At the moment, the vicar knows the names of the whole congregation (what a gift, to remember names so effectively) but if the church continues to grow that will inevitably change.  Will that irreversibly change the dynamic of the church, and will that change be positive or negative?  Or should the church remain at about this size, and continue to assess and change its focus, adapting to the needs of the community around it.

There is an assumption in church leadership that bigger is better, but is that right?  In a place without congregational members who are educated and honed in leadership, would it be more appropriate to espouse the ‘small is beautiful’ model?  Answers on a postcard, please….

6 Replies to “More questions than answers”

  1. There’s research on this. I can’t remember the numbers, but there are critical points at which congregations tend to stop growing, for just these sorts of reasons – any larger and the character of the community will inevitably change. I have a feeling that 70 or 80 is roughly one of those points…

  2. There is a real obsession about large being better in some places isn’t there?

    We came to Durham from two small churches in Salford with few children. At first we attended a church with a lot of children, but we noticed that the All Age Worship was much less participatory and inclusive than we had been running in our rather under-resourced set-up across the Pennines. It is actually harder to do quality All Age Worship with big numbers if you want to do lots of interactive stuff. (Things did change eventually with the appointment of a gifted new youth worker).

    Then last week I went to the most depressing meeting at MinDiv I have ever attended – where we were told that bigger colleges and courses are better and if some grow large at the expense of others getting smaller / weaker / not viable that’s OK.

    Oh dear! Pass me the gin and let’s hope for some sense of perspective soon!

  3. I think I remember hearing that the critical point varies depending on what sort of leadership model is being used… I seem to recall that it was around 80 if there is only one “leader” running everything, but if there are multiple “leaders” (for want of a better word) the number can get much higher.

    I think 70 to 80 is a lovely number – it’s easy to get to know people, hopefully there are a few people up for doing different things and so on… so is it easy to lose the impetus to grow, to keep reaching out, once a church gets to around this size?

  4. Better for what? In terms of developing self-sustaining ministries in specific areas, then big church is really good. In terms of retaining a family atmosphere in which everyone knows everyone else, then small church is better. I’m not sure that one should try to control the outcome here; as others have commented, there’s a ceiling for how many can be in a church where the vicar knows everyone personally, so if the church lacks leaders, then it won’t grow beyond that number. But if there are a number of people to whom authority can be delegated, why stop at 80-100?

  5. Never mind the width; feel the quality.

    If a church congragation grows organically, I think that it is generally a good thing.

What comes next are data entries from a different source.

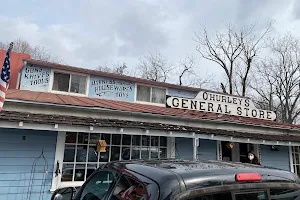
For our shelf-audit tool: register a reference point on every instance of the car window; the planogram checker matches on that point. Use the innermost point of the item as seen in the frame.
(278, 194)
(129, 188)
(98, 186)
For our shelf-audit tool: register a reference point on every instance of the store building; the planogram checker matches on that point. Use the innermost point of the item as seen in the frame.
(54, 118)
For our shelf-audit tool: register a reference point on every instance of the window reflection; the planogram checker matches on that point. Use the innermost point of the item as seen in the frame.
(81, 152)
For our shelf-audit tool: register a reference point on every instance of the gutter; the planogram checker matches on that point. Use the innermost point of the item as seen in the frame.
(136, 114)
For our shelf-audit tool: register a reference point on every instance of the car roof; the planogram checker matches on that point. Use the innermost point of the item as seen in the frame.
(200, 171)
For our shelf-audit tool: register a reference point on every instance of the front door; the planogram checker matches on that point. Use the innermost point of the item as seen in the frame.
(238, 153)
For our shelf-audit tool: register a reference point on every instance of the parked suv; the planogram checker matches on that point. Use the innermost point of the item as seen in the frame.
(184, 179)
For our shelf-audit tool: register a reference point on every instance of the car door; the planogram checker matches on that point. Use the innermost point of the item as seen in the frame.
(98, 186)
(132, 186)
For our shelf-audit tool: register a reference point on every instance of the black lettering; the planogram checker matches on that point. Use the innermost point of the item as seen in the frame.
(269, 115)
(210, 107)
(175, 104)
(234, 100)
(201, 105)
(246, 109)
(254, 113)
(184, 103)
(226, 110)
(247, 102)
(223, 99)
(239, 110)
(261, 114)
(205, 95)
(219, 110)
(194, 104)
(212, 97)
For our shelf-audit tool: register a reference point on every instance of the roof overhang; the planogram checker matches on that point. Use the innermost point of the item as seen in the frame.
(246, 132)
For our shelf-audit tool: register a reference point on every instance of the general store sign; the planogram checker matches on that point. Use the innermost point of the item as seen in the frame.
(219, 103)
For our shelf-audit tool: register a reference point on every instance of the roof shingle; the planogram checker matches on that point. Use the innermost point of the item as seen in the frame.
(136, 108)
(87, 121)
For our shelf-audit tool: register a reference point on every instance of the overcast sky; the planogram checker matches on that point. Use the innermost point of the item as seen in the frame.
(87, 33)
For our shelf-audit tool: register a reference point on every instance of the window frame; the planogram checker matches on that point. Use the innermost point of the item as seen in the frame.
(146, 102)
(87, 80)
(160, 145)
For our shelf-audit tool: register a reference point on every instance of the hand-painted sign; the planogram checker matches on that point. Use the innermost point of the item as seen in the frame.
(219, 103)
(111, 89)
(35, 78)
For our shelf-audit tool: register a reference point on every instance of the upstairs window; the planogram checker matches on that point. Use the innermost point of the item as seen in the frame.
(69, 83)
(151, 94)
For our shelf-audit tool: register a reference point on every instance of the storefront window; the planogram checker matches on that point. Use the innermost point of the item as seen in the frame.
(296, 159)
(81, 157)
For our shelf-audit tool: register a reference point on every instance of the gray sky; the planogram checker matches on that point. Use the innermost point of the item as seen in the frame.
(88, 33)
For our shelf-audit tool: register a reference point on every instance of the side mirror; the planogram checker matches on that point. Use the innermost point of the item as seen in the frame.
(63, 194)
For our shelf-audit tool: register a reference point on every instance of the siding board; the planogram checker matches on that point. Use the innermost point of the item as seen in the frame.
(184, 148)
(19, 177)
(207, 149)
(278, 159)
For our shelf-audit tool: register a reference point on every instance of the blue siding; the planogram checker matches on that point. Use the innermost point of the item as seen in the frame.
(207, 149)
(279, 159)
(19, 177)
(184, 148)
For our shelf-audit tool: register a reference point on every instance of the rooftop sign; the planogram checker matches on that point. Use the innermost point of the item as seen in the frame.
(219, 103)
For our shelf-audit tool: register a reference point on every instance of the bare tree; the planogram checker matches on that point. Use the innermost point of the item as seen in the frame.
(153, 67)
(279, 79)
(36, 52)
(251, 47)
(223, 49)
(233, 50)
(116, 68)
(186, 67)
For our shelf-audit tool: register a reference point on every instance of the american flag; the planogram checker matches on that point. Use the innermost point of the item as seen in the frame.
(5, 76)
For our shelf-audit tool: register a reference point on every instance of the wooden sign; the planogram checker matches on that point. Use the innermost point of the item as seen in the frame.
(101, 146)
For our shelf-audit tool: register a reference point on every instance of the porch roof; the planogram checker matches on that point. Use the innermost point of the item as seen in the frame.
(59, 99)
(30, 118)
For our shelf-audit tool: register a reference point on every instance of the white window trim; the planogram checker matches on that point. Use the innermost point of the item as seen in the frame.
(69, 73)
(146, 102)
(59, 156)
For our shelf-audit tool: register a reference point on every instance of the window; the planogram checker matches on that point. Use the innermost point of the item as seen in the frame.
(296, 159)
(98, 186)
(81, 157)
(69, 83)
(151, 94)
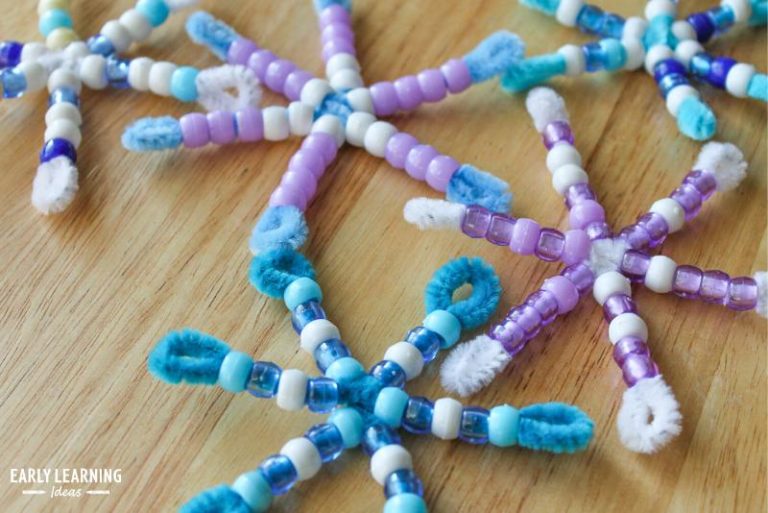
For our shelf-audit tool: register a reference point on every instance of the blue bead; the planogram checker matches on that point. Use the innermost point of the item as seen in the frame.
(279, 473)
(388, 373)
(403, 481)
(474, 425)
(322, 395)
(377, 436)
(328, 352)
(265, 377)
(426, 341)
(58, 148)
(327, 439)
(306, 313)
(13, 83)
(418, 415)
(156, 11)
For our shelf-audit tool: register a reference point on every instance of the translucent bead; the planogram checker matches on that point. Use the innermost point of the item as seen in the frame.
(417, 417)
(327, 439)
(322, 395)
(265, 377)
(474, 425)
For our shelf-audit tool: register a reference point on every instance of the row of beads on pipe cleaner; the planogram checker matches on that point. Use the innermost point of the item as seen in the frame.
(600, 262)
(670, 50)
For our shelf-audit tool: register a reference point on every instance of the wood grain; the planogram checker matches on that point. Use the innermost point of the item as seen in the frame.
(158, 241)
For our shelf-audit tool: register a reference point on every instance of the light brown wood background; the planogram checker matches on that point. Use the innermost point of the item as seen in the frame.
(158, 241)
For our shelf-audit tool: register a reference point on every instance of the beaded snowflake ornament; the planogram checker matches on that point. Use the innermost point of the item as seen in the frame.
(670, 50)
(600, 262)
(65, 64)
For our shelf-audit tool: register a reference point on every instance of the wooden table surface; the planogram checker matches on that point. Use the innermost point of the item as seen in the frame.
(158, 241)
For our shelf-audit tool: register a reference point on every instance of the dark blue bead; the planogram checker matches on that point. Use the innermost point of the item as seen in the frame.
(58, 148)
(330, 351)
(403, 481)
(389, 374)
(306, 313)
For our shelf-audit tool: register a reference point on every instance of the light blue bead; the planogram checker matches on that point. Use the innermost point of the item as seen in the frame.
(502, 426)
(53, 19)
(390, 405)
(350, 424)
(445, 324)
(183, 83)
(405, 503)
(254, 490)
(344, 370)
(300, 291)
(235, 371)
(156, 11)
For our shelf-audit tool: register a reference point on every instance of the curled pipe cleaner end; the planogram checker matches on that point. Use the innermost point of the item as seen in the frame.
(494, 55)
(696, 120)
(189, 356)
(470, 186)
(649, 416)
(554, 427)
(210, 32)
(153, 134)
(526, 73)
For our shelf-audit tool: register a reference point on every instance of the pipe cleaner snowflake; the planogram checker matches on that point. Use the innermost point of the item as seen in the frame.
(670, 50)
(598, 261)
(65, 64)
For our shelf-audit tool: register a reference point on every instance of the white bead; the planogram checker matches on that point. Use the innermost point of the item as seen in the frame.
(292, 390)
(655, 54)
(300, 118)
(561, 154)
(314, 91)
(160, 78)
(360, 99)
(738, 78)
(634, 28)
(276, 126)
(660, 274)
(63, 110)
(357, 124)
(117, 34)
(574, 59)
(671, 211)
(331, 125)
(377, 137)
(406, 356)
(304, 456)
(446, 418)
(627, 325)
(63, 129)
(317, 332)
(677, 95)
(568, 11)
(608, 284)
(138, 73)
(339, 62)
(136, 24)
(567, 175)
(388, 459)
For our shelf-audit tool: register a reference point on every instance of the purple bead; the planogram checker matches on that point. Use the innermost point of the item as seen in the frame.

It must mean they are doing something right in the “Spreading the Word” department. However, even though it is probably heretical, I think that growth should not be the focus. Do things right and growth will follow if it is meant to be.

    I think Mother Teresa said something along these lines: “Jesus said love one another. He didn’t say love the whole world.”

    That is, don’t aim for growth or try to inhibit it. Just do your job.

    It’s well-known that organisations go through growing pains at certain size milestones. Growth, when it occurs, surely needs to be accommodated (some would say “managed”; I wouldn’t) to maintain or develop the character of the particular church – to keep it a nice place to be.

    If the growth is not organic – for example, when amalgamating two congregations – then you’re asking for trouble, even when it’s inevitable, but that’s a whole different thing and a personal beef of mine, and probably not relevant here.

    As for actual numbers, I like Pi.